Next, we examined the kinetics of the XBP1-HBP pathway response during the initiation of EMT. We found that the upregulation of XBP1 started from the third day of TGFβ treatment and peaked after 7 days of TGFβ treatment. The expression of the HBP enzymes (GFPT1/2, GNPNAT1, and PGM3) and intracellular UDP-GlcNAc are activated early in the process of EMT, confirming the activation of HBP during the EMT process (Supplemental Figure S6)

We also examined if the inhibition of XBP1 splicing would affect the EMT process. We treated the hSAECs with TGFβ ± STF for 0, 3, 7, and 14 days and measured expression of the core EMT transcription regulators (SNAIL1, TWIST1, and ZEB1) and EMT markers (FN1 and VIM) by Q-RT-PCR. We found that at the early stage of EMT, the inhibition of XBP1 splicing did not affect the expression of these genes (Supplemental Figure S7). However, at the later stage of EMT (14 days), inhibition of XBP1 splicing down-regulated SNAIL1, TWIST1, ZEB1, and FN1. Interpreted with the delayed onset of XBP1 splicing (Supplemental Figure S7), these data suggesting XBP1 splicing plays a role in the later stages of EMT.

EMT Activates Endoplasmic Reticulum-Associated Degradation (ERAD)
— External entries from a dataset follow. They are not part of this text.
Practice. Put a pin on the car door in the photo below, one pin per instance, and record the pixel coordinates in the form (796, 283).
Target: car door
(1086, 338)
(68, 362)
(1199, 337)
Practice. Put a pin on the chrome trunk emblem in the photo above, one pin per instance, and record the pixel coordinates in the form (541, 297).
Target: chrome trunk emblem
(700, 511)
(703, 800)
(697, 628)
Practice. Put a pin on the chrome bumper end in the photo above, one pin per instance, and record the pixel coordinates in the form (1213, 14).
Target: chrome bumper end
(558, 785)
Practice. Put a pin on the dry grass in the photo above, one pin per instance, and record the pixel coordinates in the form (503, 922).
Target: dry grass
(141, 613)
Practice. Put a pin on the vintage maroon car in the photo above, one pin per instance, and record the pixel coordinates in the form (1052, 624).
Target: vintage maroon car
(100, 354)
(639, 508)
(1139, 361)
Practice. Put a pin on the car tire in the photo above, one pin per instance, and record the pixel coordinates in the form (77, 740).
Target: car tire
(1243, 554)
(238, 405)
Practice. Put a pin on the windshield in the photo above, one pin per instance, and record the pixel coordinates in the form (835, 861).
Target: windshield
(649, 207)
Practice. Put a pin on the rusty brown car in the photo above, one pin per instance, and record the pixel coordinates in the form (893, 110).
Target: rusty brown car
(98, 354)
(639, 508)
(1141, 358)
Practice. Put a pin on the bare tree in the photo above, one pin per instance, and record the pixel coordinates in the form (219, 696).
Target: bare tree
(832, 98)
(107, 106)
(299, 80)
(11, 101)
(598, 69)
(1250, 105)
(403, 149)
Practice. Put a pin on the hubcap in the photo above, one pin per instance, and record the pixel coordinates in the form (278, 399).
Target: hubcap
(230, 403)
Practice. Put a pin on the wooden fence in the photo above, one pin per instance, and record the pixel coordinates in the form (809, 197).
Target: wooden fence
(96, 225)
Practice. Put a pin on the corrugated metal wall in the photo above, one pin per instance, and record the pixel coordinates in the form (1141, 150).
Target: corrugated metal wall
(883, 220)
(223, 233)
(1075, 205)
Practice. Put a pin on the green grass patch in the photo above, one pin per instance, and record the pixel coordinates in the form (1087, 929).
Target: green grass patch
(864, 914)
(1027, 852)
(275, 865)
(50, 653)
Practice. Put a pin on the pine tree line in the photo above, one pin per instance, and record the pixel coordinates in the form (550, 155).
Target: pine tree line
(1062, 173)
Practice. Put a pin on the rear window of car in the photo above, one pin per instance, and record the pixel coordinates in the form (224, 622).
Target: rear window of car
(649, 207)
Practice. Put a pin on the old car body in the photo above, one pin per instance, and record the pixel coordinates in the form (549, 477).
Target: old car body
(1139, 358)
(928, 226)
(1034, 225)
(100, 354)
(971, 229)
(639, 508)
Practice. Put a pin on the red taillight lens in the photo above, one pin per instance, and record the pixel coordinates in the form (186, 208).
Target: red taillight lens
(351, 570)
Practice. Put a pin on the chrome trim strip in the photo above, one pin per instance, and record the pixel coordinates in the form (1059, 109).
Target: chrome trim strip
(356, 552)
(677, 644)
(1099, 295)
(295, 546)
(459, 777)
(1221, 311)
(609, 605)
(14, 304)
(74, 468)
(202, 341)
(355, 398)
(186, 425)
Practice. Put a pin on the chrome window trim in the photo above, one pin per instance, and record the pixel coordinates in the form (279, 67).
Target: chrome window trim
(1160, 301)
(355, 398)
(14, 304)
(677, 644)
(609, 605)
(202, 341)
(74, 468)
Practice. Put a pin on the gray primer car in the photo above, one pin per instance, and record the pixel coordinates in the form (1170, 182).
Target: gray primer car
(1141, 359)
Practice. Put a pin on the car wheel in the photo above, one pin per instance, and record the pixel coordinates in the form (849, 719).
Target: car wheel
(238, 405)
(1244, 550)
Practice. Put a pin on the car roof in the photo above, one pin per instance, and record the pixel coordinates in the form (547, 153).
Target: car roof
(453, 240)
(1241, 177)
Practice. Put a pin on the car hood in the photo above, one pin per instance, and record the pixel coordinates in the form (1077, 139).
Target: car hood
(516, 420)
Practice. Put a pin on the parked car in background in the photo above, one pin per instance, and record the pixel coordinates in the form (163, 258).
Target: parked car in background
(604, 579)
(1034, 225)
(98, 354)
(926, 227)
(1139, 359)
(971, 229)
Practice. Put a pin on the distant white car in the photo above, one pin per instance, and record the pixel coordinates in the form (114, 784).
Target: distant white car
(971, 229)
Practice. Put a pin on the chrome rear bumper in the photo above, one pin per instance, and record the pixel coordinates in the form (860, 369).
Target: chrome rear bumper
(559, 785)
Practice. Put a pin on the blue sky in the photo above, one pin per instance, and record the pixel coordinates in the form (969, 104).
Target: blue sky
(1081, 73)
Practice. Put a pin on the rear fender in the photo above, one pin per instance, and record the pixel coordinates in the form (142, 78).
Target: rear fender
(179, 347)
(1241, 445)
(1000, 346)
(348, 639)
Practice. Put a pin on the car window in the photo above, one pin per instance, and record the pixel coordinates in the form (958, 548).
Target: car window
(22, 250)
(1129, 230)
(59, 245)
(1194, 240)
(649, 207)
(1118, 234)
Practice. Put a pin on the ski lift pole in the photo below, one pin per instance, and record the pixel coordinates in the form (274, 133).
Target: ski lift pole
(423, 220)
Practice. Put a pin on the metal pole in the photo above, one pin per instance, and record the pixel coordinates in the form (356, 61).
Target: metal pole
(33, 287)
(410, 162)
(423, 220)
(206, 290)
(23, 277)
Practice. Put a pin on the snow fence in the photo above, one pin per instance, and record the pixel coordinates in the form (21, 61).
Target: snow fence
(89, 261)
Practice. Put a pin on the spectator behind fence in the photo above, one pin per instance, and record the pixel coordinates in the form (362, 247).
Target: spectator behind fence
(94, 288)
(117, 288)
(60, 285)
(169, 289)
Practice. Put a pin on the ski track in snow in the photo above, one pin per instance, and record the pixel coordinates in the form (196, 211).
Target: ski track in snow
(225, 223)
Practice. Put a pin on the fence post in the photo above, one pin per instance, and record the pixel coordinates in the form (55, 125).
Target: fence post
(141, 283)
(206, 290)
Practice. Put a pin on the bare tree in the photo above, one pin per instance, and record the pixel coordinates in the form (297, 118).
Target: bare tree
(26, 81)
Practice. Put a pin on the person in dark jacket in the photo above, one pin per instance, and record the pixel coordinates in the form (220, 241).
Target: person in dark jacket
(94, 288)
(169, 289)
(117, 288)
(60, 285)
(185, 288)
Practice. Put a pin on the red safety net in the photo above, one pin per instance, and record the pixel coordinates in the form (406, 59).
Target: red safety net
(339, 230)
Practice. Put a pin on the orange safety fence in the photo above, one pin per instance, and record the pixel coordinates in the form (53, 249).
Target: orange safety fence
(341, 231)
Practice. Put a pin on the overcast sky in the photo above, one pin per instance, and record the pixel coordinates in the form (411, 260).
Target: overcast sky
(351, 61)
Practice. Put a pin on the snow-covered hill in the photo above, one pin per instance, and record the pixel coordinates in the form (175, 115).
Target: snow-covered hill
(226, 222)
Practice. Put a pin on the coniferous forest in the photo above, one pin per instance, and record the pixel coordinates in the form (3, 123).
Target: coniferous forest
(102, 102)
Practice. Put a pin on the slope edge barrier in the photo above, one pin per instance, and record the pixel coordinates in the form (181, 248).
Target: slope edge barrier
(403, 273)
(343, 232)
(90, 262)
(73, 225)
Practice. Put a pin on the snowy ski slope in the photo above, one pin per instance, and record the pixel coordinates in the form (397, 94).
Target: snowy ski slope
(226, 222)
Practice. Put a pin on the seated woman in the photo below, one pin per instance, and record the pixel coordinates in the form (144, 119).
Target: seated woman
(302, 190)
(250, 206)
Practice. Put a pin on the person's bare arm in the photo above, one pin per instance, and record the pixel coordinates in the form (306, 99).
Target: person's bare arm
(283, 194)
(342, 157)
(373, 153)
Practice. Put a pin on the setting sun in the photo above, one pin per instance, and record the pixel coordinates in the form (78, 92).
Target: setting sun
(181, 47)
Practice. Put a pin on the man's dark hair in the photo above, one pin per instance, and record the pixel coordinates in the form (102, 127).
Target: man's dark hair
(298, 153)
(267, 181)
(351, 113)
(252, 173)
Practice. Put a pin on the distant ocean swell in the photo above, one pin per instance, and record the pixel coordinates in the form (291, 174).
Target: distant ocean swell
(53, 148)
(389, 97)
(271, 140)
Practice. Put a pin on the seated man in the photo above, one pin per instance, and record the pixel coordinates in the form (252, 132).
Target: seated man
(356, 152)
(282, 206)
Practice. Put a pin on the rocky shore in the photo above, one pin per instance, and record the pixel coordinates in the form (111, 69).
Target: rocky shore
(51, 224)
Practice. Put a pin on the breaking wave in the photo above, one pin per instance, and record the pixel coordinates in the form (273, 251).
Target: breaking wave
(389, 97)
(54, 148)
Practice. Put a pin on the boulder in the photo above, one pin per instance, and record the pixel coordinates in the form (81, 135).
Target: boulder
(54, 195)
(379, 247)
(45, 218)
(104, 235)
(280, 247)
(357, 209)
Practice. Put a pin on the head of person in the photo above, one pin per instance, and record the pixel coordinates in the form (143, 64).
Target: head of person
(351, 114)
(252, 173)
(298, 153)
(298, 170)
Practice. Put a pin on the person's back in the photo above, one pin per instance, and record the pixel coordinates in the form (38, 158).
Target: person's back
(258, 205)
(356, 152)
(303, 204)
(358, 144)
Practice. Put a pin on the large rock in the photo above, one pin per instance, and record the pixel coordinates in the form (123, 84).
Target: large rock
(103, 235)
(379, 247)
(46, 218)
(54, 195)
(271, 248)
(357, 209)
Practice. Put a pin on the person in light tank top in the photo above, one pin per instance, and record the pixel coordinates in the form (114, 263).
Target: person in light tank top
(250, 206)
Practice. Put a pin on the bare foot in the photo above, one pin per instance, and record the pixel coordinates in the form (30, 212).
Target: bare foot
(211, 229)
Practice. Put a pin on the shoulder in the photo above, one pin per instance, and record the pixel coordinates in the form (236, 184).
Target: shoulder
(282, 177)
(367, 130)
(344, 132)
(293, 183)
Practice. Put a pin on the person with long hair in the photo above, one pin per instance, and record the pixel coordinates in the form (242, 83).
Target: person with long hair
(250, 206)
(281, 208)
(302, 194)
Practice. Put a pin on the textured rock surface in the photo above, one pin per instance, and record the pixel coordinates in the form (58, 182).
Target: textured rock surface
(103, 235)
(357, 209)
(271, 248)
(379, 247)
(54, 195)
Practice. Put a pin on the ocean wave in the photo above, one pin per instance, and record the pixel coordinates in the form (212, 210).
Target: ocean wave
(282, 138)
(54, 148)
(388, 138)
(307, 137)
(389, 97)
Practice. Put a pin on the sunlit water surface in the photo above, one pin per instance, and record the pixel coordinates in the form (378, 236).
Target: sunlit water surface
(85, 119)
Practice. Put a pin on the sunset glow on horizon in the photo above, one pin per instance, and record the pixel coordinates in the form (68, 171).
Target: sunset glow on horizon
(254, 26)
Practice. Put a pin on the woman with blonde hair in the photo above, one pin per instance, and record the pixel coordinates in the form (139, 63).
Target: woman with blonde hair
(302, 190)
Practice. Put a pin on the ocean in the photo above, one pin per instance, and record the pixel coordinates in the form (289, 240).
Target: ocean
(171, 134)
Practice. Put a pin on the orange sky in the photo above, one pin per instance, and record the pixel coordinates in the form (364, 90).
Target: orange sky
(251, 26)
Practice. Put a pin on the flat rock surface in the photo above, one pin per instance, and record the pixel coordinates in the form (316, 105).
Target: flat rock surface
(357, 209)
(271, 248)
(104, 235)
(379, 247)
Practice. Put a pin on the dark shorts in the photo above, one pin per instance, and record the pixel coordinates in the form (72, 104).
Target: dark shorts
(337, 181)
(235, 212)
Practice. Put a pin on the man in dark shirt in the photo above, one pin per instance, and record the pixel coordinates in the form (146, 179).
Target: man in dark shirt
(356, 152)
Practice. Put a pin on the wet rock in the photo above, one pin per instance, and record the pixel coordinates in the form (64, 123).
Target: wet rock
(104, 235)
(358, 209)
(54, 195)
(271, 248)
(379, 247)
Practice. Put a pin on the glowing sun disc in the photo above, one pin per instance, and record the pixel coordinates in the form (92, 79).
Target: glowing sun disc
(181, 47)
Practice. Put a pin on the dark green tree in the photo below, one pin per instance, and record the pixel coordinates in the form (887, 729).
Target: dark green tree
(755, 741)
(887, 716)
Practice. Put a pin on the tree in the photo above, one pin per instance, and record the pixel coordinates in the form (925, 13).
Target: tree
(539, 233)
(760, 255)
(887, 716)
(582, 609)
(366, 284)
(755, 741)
In both of our transcriptome and proteome studies, we found ERAD components such as heat shock protein 90 beta family member 1 (HSP90B1) and SYVN1 were up-regulated in EMT-hSAECs.^12,14 This finding was verified by SID-SRM-MS (Figure 5A,B). Given the apparent involvement of the ERAD machinery in EMT, we tested proteasome activity in hSAECs and EMT-hSAECs. We observed a significant increase in the 26S proteasome and 20S proteasome activity in EMT cells relative to that of controls (Figure 5C). Next, we tested whether activation of ERAD in EMT cells affects protein turnover. We treated the hSAECs and EMT-hSAECs with cycloheximide, a protein synthesis inhibitor and measured changes in the abundance of FN1, ITGB1, ITGAV, and THBS1 SID-SRM-MS. These ECM proteins were selected because they were the most up-regulated proteins during the mesenchymal transition and misfolding of these proteins is the major cause of ER stress in EMT cells,¹⁰ making them likely ERAD targets. As shown in Figure 5D, the degradation of FN1, ITGB1, ITGAV, and THBS1 in EMT cells was faster than control cells, a finding consistent with elevated ERAD activity in EMT cells. Together, these data suggest that the UPR in mesenchymal transition triggers the ERAD machinery and increases the degradation of misfolded proteins to maintain proteostasis.

Figure 5.

TGFβ induced EMT activates ER associated protein degradation. (A,B) SID-SRM-MS quantification of protein expression of proteins involved in ER-associated protein degradation in hSAECs and EMT-hSAECs. (C) Proteasome activities in hSAECs and EMT-hSAECs. The left panel is the activity of the 26S proteasome; the right panel is the activity of the 20S proteasome. (D) TGFβ induced EMT affects the turnover of extracellular matrix proteins. The hSAECs and EMT-hSAECs were treated with cycloheximide. The expression of some ECM proteins was measured with SID-SRM-MS. FN1 was measured using two signature peptides. **, p-value of t test is below 0.05; ***, p-value of t test is below 0.001.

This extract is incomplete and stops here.